Saturday, June 2, 2012

Oh, Baby, Baybeh, Ahhh, Push It

Ohhhhh boy.
Or girl.
Whichever.

So....surprise! I'm preggo.

Yup.

At first, when I found out, I felt bad for Eric (he's the father, I ain't THAT big of a hoe that I don't know).
But given recent events, I don't anymore.
I feel sorry for me.
Because I'm the one that has to explain to everyone that I got knocked up by someone who doesn't care about me.
I'm the one that has to say that I don't know if my child will have a father or not.
He said he'd "call soon" 3 days ago.
And maybe that's not long enough? But for me it feels like torture.

If I had gotten pregnant by someone who LOVED me, I'd have someone saying they'd help me right now, instead of me being left alone, unknowing, and suffering.
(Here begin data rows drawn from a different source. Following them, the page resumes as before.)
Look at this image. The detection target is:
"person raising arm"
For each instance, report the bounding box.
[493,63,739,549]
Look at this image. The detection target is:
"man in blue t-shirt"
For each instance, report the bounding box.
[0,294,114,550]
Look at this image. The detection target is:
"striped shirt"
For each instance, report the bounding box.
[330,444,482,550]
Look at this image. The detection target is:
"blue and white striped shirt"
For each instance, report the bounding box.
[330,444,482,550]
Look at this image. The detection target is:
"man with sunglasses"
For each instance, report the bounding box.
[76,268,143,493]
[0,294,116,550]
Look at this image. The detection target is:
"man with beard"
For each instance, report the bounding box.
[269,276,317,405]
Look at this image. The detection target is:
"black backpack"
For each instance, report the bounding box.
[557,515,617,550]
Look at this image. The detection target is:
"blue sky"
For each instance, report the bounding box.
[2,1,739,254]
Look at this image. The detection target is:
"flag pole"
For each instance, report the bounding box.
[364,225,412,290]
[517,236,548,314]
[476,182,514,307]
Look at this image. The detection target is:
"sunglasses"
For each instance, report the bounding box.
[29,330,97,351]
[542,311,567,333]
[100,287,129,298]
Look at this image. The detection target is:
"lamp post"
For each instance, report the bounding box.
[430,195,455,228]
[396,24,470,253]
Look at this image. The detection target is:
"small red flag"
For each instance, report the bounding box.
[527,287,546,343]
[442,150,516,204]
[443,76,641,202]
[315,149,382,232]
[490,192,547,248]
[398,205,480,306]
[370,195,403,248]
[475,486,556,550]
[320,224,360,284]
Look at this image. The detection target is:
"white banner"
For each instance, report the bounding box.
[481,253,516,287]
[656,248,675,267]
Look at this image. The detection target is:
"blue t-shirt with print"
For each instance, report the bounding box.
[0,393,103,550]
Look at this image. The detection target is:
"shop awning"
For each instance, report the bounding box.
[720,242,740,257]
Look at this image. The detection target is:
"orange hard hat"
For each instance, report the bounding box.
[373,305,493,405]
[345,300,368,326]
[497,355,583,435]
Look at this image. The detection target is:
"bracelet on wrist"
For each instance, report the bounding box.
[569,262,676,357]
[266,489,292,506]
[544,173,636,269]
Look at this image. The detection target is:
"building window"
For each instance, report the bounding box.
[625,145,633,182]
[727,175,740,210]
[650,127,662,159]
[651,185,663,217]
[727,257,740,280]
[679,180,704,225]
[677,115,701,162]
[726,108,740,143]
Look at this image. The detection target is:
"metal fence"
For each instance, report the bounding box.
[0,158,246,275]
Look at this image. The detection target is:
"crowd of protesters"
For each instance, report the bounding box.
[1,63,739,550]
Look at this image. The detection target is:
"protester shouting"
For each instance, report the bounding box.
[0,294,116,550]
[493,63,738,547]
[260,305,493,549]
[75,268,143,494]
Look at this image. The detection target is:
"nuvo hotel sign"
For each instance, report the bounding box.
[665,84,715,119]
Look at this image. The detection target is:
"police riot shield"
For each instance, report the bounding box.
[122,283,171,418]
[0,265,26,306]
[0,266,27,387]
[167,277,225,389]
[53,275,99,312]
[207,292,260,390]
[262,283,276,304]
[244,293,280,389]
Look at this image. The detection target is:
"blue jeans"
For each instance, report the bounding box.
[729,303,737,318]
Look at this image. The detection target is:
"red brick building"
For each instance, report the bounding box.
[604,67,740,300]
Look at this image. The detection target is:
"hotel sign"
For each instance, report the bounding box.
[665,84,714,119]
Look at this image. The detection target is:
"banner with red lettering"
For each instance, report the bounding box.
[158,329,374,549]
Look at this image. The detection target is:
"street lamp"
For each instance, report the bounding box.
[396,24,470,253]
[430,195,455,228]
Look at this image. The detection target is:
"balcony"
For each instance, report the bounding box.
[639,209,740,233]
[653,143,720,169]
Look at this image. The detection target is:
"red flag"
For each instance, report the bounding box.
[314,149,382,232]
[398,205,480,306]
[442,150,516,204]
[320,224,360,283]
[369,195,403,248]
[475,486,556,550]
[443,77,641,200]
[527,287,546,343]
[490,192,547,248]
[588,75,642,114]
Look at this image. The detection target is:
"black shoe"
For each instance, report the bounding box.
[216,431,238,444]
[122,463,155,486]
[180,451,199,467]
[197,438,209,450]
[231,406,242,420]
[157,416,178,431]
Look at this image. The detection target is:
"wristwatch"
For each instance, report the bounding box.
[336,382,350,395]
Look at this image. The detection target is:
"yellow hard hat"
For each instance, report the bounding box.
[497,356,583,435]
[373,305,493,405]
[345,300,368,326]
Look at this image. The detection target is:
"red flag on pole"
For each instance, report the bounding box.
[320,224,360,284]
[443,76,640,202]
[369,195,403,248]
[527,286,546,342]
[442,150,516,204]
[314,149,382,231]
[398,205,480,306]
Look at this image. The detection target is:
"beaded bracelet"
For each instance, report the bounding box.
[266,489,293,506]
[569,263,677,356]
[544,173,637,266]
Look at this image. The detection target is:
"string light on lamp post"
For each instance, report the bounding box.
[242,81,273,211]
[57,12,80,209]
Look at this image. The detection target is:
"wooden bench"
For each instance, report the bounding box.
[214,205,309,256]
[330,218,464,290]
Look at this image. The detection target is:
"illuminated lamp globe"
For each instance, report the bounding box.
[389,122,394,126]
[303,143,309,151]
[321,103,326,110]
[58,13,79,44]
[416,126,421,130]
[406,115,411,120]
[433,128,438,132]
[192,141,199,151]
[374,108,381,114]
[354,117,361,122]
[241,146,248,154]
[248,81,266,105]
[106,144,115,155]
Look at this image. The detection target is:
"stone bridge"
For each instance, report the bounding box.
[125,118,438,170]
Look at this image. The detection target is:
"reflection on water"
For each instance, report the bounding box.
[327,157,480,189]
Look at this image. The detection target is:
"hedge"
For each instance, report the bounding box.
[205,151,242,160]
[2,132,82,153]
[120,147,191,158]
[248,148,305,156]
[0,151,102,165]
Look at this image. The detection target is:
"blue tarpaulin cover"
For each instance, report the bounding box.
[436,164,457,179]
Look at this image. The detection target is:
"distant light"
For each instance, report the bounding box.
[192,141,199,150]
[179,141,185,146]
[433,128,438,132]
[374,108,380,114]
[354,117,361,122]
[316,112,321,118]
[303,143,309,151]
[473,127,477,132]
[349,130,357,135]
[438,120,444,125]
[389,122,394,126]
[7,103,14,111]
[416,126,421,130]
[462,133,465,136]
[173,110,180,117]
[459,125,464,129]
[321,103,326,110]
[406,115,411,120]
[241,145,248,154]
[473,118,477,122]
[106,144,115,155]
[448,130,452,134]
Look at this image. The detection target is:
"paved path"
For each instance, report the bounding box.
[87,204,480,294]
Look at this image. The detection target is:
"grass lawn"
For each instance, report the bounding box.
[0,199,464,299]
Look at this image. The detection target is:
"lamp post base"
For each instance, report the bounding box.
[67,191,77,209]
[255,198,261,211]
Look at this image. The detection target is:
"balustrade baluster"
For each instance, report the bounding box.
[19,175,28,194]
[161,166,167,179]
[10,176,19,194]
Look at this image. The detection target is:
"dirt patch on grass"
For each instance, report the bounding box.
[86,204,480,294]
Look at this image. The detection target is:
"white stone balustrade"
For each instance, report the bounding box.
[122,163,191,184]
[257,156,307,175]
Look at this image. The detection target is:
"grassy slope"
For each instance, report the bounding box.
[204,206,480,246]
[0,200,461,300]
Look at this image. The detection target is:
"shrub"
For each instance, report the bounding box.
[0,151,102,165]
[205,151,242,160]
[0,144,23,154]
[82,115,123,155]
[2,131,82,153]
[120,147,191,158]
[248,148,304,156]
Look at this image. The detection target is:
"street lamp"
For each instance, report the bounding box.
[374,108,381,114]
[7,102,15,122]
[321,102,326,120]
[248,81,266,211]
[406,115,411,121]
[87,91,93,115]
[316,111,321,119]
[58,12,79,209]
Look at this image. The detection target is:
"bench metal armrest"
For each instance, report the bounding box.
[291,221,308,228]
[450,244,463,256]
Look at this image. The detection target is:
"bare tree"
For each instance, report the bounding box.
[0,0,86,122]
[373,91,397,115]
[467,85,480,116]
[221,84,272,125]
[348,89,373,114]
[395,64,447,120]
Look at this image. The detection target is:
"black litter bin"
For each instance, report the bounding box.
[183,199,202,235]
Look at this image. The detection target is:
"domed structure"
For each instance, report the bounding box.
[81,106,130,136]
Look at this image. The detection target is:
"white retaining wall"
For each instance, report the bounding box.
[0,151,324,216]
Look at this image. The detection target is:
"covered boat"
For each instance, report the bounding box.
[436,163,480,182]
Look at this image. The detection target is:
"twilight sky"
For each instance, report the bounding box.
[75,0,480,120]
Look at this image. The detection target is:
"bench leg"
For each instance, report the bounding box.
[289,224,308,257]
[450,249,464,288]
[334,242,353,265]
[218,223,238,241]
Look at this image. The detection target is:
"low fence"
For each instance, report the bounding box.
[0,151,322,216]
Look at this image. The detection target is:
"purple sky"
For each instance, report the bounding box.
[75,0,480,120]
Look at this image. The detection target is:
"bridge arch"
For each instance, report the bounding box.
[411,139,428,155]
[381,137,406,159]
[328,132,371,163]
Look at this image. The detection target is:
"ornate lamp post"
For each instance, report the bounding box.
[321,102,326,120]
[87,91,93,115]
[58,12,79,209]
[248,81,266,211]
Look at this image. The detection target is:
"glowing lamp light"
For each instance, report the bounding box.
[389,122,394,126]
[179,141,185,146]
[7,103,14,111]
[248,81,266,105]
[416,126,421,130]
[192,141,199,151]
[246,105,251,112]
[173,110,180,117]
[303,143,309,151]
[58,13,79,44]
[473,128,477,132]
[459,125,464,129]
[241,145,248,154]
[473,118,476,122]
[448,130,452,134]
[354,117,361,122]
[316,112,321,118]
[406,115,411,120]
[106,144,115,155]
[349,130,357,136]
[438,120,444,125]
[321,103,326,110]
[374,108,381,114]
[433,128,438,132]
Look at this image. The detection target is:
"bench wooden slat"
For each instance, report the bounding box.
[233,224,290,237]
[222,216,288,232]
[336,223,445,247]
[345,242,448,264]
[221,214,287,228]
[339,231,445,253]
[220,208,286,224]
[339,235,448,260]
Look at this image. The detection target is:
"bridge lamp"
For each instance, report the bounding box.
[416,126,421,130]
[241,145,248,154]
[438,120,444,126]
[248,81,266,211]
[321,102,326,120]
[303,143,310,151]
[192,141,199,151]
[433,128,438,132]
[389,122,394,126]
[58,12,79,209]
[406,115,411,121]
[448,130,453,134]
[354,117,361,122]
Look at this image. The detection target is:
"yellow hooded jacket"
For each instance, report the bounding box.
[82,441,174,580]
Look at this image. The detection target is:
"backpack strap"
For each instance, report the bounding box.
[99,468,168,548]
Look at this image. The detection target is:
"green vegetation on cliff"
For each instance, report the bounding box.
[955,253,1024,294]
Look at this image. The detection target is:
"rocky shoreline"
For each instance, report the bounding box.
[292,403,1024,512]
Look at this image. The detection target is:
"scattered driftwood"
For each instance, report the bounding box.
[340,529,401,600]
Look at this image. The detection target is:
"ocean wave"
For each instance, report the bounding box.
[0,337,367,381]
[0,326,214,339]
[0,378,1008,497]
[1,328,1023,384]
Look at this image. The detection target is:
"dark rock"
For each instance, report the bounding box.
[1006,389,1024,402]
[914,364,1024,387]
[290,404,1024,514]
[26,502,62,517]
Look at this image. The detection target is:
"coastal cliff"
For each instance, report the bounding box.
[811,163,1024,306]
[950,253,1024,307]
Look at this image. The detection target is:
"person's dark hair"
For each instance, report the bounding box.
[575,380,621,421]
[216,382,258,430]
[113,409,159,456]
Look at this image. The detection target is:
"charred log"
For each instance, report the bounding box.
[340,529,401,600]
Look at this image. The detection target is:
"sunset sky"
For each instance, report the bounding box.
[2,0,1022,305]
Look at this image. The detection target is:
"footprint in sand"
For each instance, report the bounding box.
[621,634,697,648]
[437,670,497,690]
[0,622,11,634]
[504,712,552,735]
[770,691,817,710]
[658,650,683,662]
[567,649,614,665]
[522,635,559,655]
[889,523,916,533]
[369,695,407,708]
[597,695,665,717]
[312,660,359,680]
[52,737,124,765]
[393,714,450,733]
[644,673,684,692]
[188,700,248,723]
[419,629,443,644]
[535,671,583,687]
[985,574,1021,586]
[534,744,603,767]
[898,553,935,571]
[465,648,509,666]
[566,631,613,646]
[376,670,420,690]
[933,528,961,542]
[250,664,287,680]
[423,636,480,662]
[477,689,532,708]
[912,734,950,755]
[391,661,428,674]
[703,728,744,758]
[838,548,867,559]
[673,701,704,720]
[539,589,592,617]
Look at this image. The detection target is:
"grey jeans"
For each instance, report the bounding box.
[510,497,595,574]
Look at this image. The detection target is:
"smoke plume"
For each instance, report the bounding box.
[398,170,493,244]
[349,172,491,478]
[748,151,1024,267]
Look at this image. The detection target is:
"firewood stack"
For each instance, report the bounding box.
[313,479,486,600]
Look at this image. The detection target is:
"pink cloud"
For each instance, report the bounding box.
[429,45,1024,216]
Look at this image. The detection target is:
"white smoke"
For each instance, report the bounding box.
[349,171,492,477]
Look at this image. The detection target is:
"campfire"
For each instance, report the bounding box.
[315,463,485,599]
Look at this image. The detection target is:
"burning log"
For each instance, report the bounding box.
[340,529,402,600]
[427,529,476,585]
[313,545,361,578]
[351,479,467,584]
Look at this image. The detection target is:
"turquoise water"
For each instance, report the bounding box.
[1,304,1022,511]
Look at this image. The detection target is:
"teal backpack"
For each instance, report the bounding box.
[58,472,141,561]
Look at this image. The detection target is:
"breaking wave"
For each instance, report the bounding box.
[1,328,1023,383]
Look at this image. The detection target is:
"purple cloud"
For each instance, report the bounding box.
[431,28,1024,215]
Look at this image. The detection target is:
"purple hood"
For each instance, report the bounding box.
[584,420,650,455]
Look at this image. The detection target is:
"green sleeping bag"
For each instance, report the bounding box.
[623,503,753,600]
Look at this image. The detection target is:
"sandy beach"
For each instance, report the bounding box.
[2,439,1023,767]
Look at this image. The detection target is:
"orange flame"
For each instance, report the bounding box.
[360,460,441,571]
Maybe he does have another kid. Maybe he does have Zoey too. And he just now got his life together. I don't care.

I can't take it back. I can't go back and erase my bad decision.
Unless I believed in abortion.
Which I don't.

I'm ready to move forward and give my child love and acceptance and to teach them to love and accept others too.

Eric can be there for the ride or not.

I'll send him some tickets to the show.
It's up to him to show up.




I'll rant somemore about details later, I'm sure.